Julie will look at the schedule for the top-level goals in the system. Joe has explained that all of the structured requirements in the system roll up to those goals, so she can ignore everything else. Julie is immediately overwhelmed with information, but with some coaching is able to ignore the noise and focus on the signal (the scheduled dates for the goals). She’s content that everything appears to be ok. What Julie doesn’t realize is that the underlying requirements for one of her main goals has slipped by a release, and the date for the goal hasn’t been updated. She would not be able to work through the traceability matrix in the application to find the problem.
Thom is struggling – every morning he sees that at least a dozen requirements for the current release have changed. He has to keep an archived version of the SRS and compare the two files to see which changes are irrelevant (typos, etc), and which ones affect his scoping, or change functionality after it’s been implemented. Thom can use the interface, but it’s yet another complex system that he doesn’t have time to learn. He’s frustrated that he has to spend any time at all doing it, and especially frustrated that the one thing he needs the most (to understand what has changed, at a detail level) has to be done manually by him.

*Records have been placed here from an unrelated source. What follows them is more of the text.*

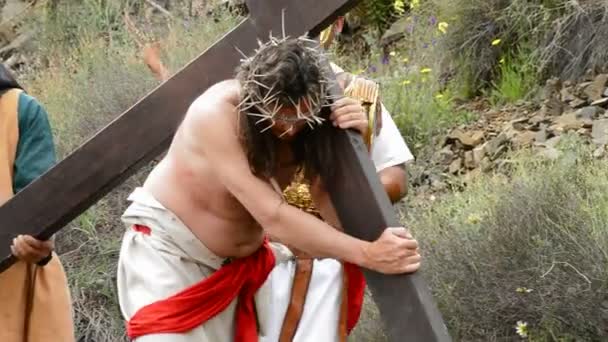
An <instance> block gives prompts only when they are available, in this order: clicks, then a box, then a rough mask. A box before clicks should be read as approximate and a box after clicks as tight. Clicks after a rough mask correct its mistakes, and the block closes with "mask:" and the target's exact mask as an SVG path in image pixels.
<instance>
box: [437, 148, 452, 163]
mask: <svg viewBox="0 0 608 342" xmlns="http://www.w3.org/2000/svg"><path fill="white" fill-rule="evenodd" d="M436 156H437V160H436V161H437V163H439V164H442V165H448V164H450V163H451V162H452V160H453V159H454V152H452V148H451V147H450V146H445V147H444V148H442V149H441V150H440V151H439V152H437V154H436Z"/></svg>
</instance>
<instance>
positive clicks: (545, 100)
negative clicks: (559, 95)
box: [540, 97, 565, 116]
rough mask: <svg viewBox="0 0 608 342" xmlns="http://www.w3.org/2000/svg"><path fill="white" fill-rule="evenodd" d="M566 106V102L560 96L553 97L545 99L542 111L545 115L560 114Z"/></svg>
mask: <svg viewBox="0 0 608 342" xmlns="http://www.w3.org/2000/svg"><path fill="white" fill-rule="evenodd" d="M564 107H565V106H564V103H563V102H562V101H560V100H559V98H557V97H552V98H549V99H547V100H545V101H543V105H542V107H541V109H540V111H541V113H542V114H543V115H544V116H558V115H561V114H562V113H563V112H564Z"/></svg>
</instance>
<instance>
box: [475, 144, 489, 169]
mask: <svg viewBox="0 0 608 342" xmlns="http://www.w3.org/2000/svg"><path fill="white" fill-rule="evenodd" d="M487 144H488V143H485V144H483V145H481V146H477V147H475V148H474V149H473V160H474V161H475V163H476V164H477V165H479V164H480V163H481V160H482V159H483V158H484V157H485V156H486V145H487Z"/></svg>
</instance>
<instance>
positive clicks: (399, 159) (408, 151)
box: [371, 104, 414, 171]
mask: <svg viewBox="0 0 608 342" xmlns="http://www.w3.org/2000/svg"><path fill="white" fill-rule="evenodd" d="M371 157H372V161H373V162H374V165H375V166H376V171H380V170H383V169H386V168H387V167H391V166H395V165H399V164H403V163H407V162H409V161H412V160H414V156H413V155H412V152H410V149H409V148H408V147H407V144H406V143H405V140H403V137H402V136H401V133H400V132H399V129H398V128H397V125H395V122H394V121H393V118H392V117H391V115H390V113H389V112H388V111H387V110H386V107H384V105H383V104H382V129H381V130H380V134H379V135H378V136H376V137H375V138H374V140H373V143H372V156H371Z"/></svg>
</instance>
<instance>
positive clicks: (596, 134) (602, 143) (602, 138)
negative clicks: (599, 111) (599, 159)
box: [591, 119, 608, 145]
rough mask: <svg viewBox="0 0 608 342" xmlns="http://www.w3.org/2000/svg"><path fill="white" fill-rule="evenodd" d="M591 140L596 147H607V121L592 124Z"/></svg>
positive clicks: (604, 120)
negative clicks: (592, 124)
mask: <svg viewBox="0 0 608 342" xmlns="http://www.w3.org/2000/svg"><path fill="white" fill-rule="evenodd" d="M591 138H592V139H593V143H594V144H596V145H608V119H602V120H596V121H594V122H593V128H592V129H591Z"/></svg>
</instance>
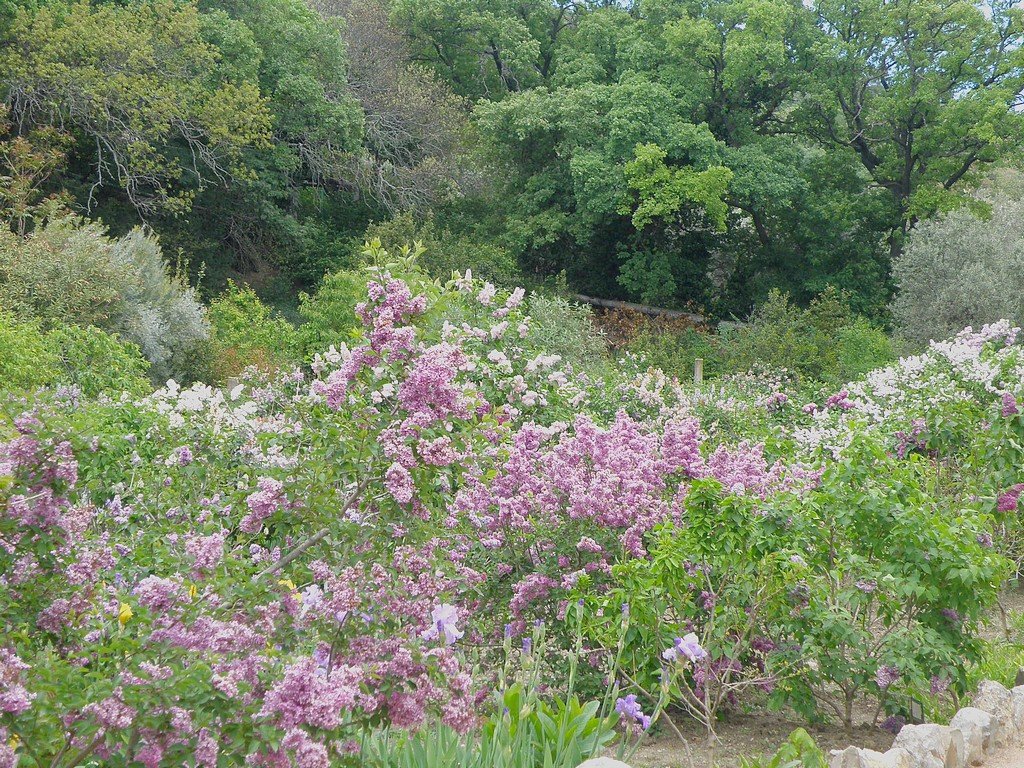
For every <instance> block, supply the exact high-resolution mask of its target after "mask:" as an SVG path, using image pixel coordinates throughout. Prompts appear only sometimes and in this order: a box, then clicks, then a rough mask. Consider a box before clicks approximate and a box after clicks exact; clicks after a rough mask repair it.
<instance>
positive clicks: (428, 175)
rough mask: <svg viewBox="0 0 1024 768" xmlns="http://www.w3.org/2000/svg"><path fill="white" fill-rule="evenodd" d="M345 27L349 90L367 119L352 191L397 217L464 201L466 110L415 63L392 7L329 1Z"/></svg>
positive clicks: (427, 71) (466, 161) (352, 171)
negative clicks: (391, 8)
mask: <svg viewBox="0 0 1024 768" xmlns="http://www.w3.org/2000/svg"><path fill="white" fill-rule="evenodd" d="M317 7H318V9H319V11H321V13H322V14H324V15H325V16H326V17H328V18H335V17H340V18H342V19H344V25H343V26H342V32H341V35H342V39H343V40H344V43H345V49H346V53H347V57H348V62H349V63H348V88H349V89H350V90H351V93H352V95H353V97H354V98H355V99H356V100H357V101H358V103H359V106H360V108H361V110H362V113H364V116H365V117H364V131H362V141H361V146H360V147H358V148H357V150H353V151H352V152H350V153H349V154H348V155H347V159H346V163H345V167H346V176H347V180H348V183H349V184H350V185H351V186H352V187H353V189H354V191H355V194H357V195H366V196H368V197H370V199H371V200H372V201H373V202H374V203H375V204H376V205H379V206H380V207H382V208H383V209H384V210H385V211H386V212H387V213H388V214H389V215H392V216H393V215H396V214H398V213H400V212H402V211H408V210H410V209H412V208H419V209H423V208H425V207H427V206H429V205H431V204H434V203H437V202H439V201H442V200H443V199H445V198H446V197H447V196H450V195H453V194H457V193H458V190H459V189H460V187H461V186H462V185H463V184H464V183H466V182H467V181H468V178H469V177H470V176H471V168H470V166H469V165H468V163H467V159H466V157H465V153H464V152H463V147H464V142H465V132H466V129H467V124H466V123H467V121H466V113H467V110H466V105H465V104H464V103H463V100H462V99H461V98H459V97H458V96H456V95H455V94H454V93H453V92H452V90H451V88H450V87H449V86H447V85H446V84H445V83H443V82H442V81H441V80H440V79H439V78H438V77H437V76H436V75H434V74H433V73H432V72H430V71H429V70H428V69H427V68H425V67H423V66H414V65H412V63H411V61H412V59H413V54H412V51H411V49H410V44H409V41H408V39H407V38H406V37H404V36H403V35H402V34H401V33H400V32H399V31H398V30H397V29H396V28H395V27H394V26H393V25H392V24H391V23H390V19H389V17H388V6H387V3H386V2H385V1H384V0H327V1H326V2H319V3H317Z"/></svg>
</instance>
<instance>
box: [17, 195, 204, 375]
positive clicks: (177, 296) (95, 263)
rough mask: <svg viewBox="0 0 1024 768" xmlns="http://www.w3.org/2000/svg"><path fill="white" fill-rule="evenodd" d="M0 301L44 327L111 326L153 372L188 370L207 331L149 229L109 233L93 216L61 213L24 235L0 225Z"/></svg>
mask: <svg viewBox="0 0 1024 768" xmlns="http://www.w3.org/2000/svg"><path fill="white" fill-rule="evenodd" d="M0 303H2V304H3V305H4V306H5V307H8V308H9V309H10V310H12V311H13V312H14V313H15V314H17V316H19V317H22V318H23V319H28V318H37V319H39V322H40V324H41V325H42V327H43V328H44V329H46V330H52V329H59V328H63V327H66V326H69V325H78V326H82V327H87V326H95V327H97V328H99V329H101V330H104V331H108V332H114V333H118V334H120V335H121V336H122V337H123V338H124V339H126V340H128V341H131V342H133V343H134V344H136V345H137V346H138V347H139V348H140V349H141V351H142V354H143V355H144V356H145V358H146V359H147V360H148V361H150V362H151V365H152V369H151V373H152V375H153V376H154V377H155V378H156V379H158V380H160V379H163V380H166V379H167V378H168V377H172V376H177V377H180V378H184V379H189V378H191V376H193V375H194V373H195V370H194V368H193V366H194V365H195V360H194V355H195V354H196V352H197V349H198V347H199V346H200V345H201V344H202V342H203V341H205V339H206V336H207V327H206V317H205V310H204V308H203V306H202V305H201V304H200V303H199V301H198V299H197V297H196V295H195V292H194V291H193V289H191V288H190V287H189V286H188V285H187V284H186V283H185V282H184V280H183V278H182V276H181V275H180V274H179V273H174V272H172V271H171V270H170V268H169V266H168V265H167V264H166V262H165V261H164V258H163V253H162V251H161V249H160V244H159V242H158V241H157V239H156V237H155V236H153V234H152V233H151V232H146V231H144V230H142V229H133V230H132V231H130V232H129V233H128V234H126V236H124V237H123V238H118V239H113V238H111V237H109V236H108V233H106V230H105V229H104V228H103V227H102V226H101V225H100V224H98V223H94V222H86V221H83V220H82V219H79V218H77V217H74V216H70V215H66V214H60V215H55V216H53V217H52V218H50V219H48V220H46V221H45V222H43V223H41V224H39V225H38V226H37V227H36V228H35V229H33V230H32V231H31V232H30V233H29V234H28V236H27V237H24V238H23V237H19V236H17V234H14V233H13V232H11V231H9V230H7V229H2V230H0Z"/></svg>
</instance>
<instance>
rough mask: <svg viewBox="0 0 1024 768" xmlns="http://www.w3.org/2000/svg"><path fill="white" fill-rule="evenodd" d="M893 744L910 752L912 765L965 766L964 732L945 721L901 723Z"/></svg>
mask: <svg viewBox="0 0 1024 768" xmlns="http://www.w3.org/2000/svg"><path fill="white" fill-rule="evenodd" d="M893 748H894V749H902V750H906V751H907V752H908V753H910V758H911V760H912V765H913V766H914V768H965V766H966V765H967V748H966V746H965V744H964V734H963V733H961V731H959V730H957V729H956V728H950V727H949V726H948V725H934V724H931V723H929V724H925V725H904V726H903V728H902V729H901V730H900V732H899V734H897V736H896V740H895V741H893Z"/></svg>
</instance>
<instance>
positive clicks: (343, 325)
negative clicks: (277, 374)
mask: <svg viewBox="0 0 1024 768" xmlns="http://www.w3.org/2000/svg"><path fill="white" fill-rule="evenodd" d="M366 291H367V274H366V273H364V272H360V271H357V270H352V269H342V270H339V271H336V272H331V273H330V274H328V275H326V276H325V278H324V280H323V281H322V282H321V284H319V286H318V287H317V288H316V291H315V292H314V293H313V294H312V295H311V296H310V295H309V294H302V295H301V296H300V297H299V314H300V315H301V316H302V321H303V322H302V325H301V326H299V329H298V335H299V346H300V348H301V350H302V353H303V356H305V357H306V358H310V357H312V356H313V355H314V354H316V353H318V352H325V351H327V350H328V349H329V348H330V347H331V346H332V345H333V346H339V345H341V344H343V343H348V342H350V341H352V337H353V334H354V332H355V330H356V329H357V328H358V327H359V318H358V317H357V316H356V314H355V305H356V304H358V303H359V302H360V301H362V300H364V298H365V297H366Z"/></svg>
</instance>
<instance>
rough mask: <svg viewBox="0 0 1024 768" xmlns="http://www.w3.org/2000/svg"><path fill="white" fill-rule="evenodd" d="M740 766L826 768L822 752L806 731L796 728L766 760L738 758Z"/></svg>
mask: <svg viewBox="0 0 1024 768" xmlns="http://www.w3.org/2000/svg"><path fill="white" fill-rule="evenodd" d="M739 766H740V768H826V766H827V763H826V762H825V756H824V753H823V752H821V750H819V749H818V745H817V744H816V743H815V742H814V739H813V738H812V737H811V734H809V733H808V732H807V731H805V730H804V729H803V728H797V729H796V730H795V731H794V732H793V733H791V734H790V736H788V738H786V739H785V741H783V742H782V744H781V745H780V746H779V748H778V750H777V751H776V752H775V754H774V755H773V756H772V757H771V758H769V759H767V760H758V759H753V760H752V759H745V758H740V761H739Z"/></svg>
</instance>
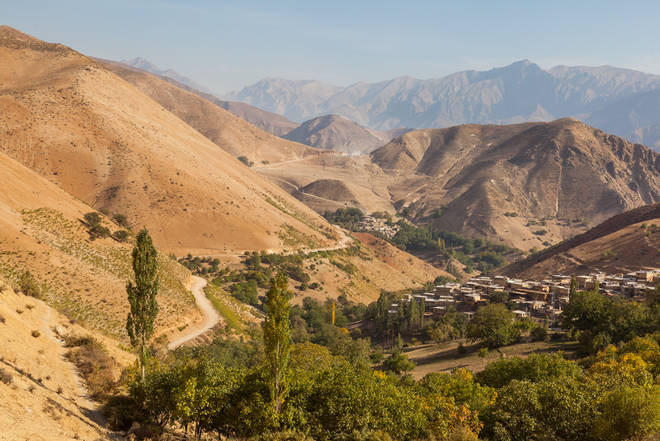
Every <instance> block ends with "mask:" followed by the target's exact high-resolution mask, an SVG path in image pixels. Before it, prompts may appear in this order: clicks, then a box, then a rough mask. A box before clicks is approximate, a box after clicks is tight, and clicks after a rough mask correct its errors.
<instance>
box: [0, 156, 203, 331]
mask: <svg viewBox="0 0 660 441" xmlns="http://www.w3.org/2000/svg"><path fill="white" fill-rule="evenodd" d="M0 182H2V191H1V192H0V277H3V278H4V279H5V280H7V281H8V282H11V283H15V284H16V283H19V280H20V278H21V275H22V274H23V273H24V272H25V271H29V272H30V274H31V276H30V277H31V279H32V280H33V281H34V283H35V284H36V285H37V286H39V287H40V288H41V291H42V297H43V299H44V300H45V301H46V302H48V303H49V304H50V305H52V306H54V307H55V308H56V309H58V310H59V311H61V312H63V313H64V314H66V315H67V316H68V317H69V318H71V319H75V320H77V321H79V322H80V323H83V324H84V325H85V326H87V327H88V328H90V329H97V330H99V331H102V332H104V333H106V334H108V335H113V336H116V337H119V338H122V337H126V331H125V319H126V311H127V310H128V301H127V300H126V291H125V286H126V281H127V280H128V279H129V277H130V275H131V271H132V270H131V267H130V262H131V260H130V259H131V257H130V252H131V248H132V245H131V244H130V243H119V242H117V241H115V240H114V239H111V238H105V239H96V240H91V238H90V234H89V233H88V228H87V226H86V225H85V224H84V223H83V220H82V219H83V216H84V214H85V213H88V212H90V211H93V210H92V209H91V208H90V207H89V206H87V205H85V204H84V203H82V202H81V201H79V200H77V199H76V198H74V197H72V196H70V195H68V194H66V193H65V192H64V191H62V189H60V188H59V187H57V186H56V185H55V184H53V183H51V182H49V181H47V180H46V179H44V178H42V177H41V176H39V175H37V174H36V173H35V172H33V171H31V170H29V169H27V168H26V167H25V166H23V165H21V164H19V163H18V162H16V161H14V160H12V159H11V158H9V157H7V156H6V155H5V154H3V153H0ZM103 224H104V225H105V226H107V227H108V228H109V229H110V230H111V231H112V232H115V231H117V230H119V229H121V227H119V226H117V225H115V224H113V223H112V222H110V221H109V220H107V219H105V220H104V221H103ZM129 242H130V237H129ZM160 264H161V265H160V266H161V291H160V294H159V298H158V302H159V304H160V311H161V312H160V314H159V317H158V322H157V328H158V330H157V332H159V333H160V332H167V331H170V330H173V329H175V328H176V327H177V326H183V325H185V324H186V323H190V322H192V321H196V320H198V319H199V313H198V311H197V309H196V307H195V303H194V300H193V298H192V296H191V295H190V293H189V292H188V290H187V289H186V287H187V285H188V283H189V278H190V273H189V272H188V271H187V270H186V269H185V268H183V267H182V266H181V265H179V264H178V263H176V262H174V261H173V260H172V259H170V258H169V257H168V256H167V255H165V254H163V253H161V255H160Z"/></svg>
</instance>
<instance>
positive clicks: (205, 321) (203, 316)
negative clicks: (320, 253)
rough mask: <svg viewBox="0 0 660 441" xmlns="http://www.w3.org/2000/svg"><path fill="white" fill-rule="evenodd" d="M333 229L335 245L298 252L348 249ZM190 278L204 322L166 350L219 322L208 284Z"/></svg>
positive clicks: (201, 278)
mask: <svg viewBox="0 0 660 441" xmlns="http://www.w3.org/2000/svg"><path fill="white" fill-rule="evenodd" d="M335 228H336V230H337V232H338V233H339V235H340V236H341V237H340V239H339V241H338V242H337V245H334V246H330V247H324V248H315V249H302V250H300V251H303V252H306V253H310V252H319V251H335V250H340V249H343V248H348V247H349V246H350V244H351V243H352V242H353V238H352V237H350V236H349V235H347V234H346V233H345V232H344V231H343V230H342V229H341V228H337V227H335ZM297 252H298V250H296V251H291V252H287V253H284V254H294V253H297ZM192 278H193V282H192V286H191V288H190V291H191V292H192V295H193V297H195V303H197V307H198V308H199V310H200V311H201V312H202V316H203V317H204V320H203V321H202V322H201V323H197V324H195V325H193V326H191V327H190V328H189V329H187V330H185V332H183V333H182V334H181V335H179V336H178V337H177V338H176V339H175V340H173V341H172V342H170V344H168V345H167V348H168V349H169V350H173V349H176V348H178V347H179V346H181V345H183V344H185V343H187V342H189V341H190V340H194V339H195V338H197V337H199V336H200V335H202V334H204V333H205V332H206V331H208V330H210V329H211V328H213V327H214V326H215V325H217V324H218V323H219V322H220V315H219V314H218V312H217V311H216V310H215V308H214V307H213V304H211V302H210V301H209V299H208V298H207V297H206V294H204V287H205V286H206V284H207V283H208V282H207V281H206V279H204V278H202V277H198V276H192Z"/></svg>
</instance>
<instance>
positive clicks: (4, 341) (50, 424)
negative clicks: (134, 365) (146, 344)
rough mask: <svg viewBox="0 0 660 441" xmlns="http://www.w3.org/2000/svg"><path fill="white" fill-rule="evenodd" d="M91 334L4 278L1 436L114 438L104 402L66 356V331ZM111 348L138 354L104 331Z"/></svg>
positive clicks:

Joe is snug as a bug in a rug. The software works just like he expects it to work. Sure some steps are manual and tedious, but hey – managing requirements is hard work. Since Joe spends so much time in the application, all of the traceability is intuitive, he knows where everything is, and he’s even learned the shortcut keys for jumping around and mass updating of files. Joe doesn’t spend any cycles thinking about the UI, because it was designed for him – he gets to spend all of his time on his work.
Just thinking about the problems from the perspective of our key users makes the problems glaringly obvious. Why didn’t the RM software vendors tackle these problems? Aren’t they supposed to be requirements experts? Shouldn’t they have an appreciation that a central tool for a team is used by more than one team member? They implemented row-level locking in the database to support multiple users (says so right in the press release). Shouldn’t they realize that the simultaneous use is by different people? Someone needs to hurry up and build a requirements management system that is designed for all of the people that use it. Or at least the most important ones.
We can learn from their mistakes
When we are gathering requirements, if we do it in the context of the user personas, we can create great software. Goal driven development is a great framework for doing this. When we keep things at an abstract level, we run the risk of making the software unusable by key users. It may not prevent a sale, but it certainly jeopardizes a renewal or future sale.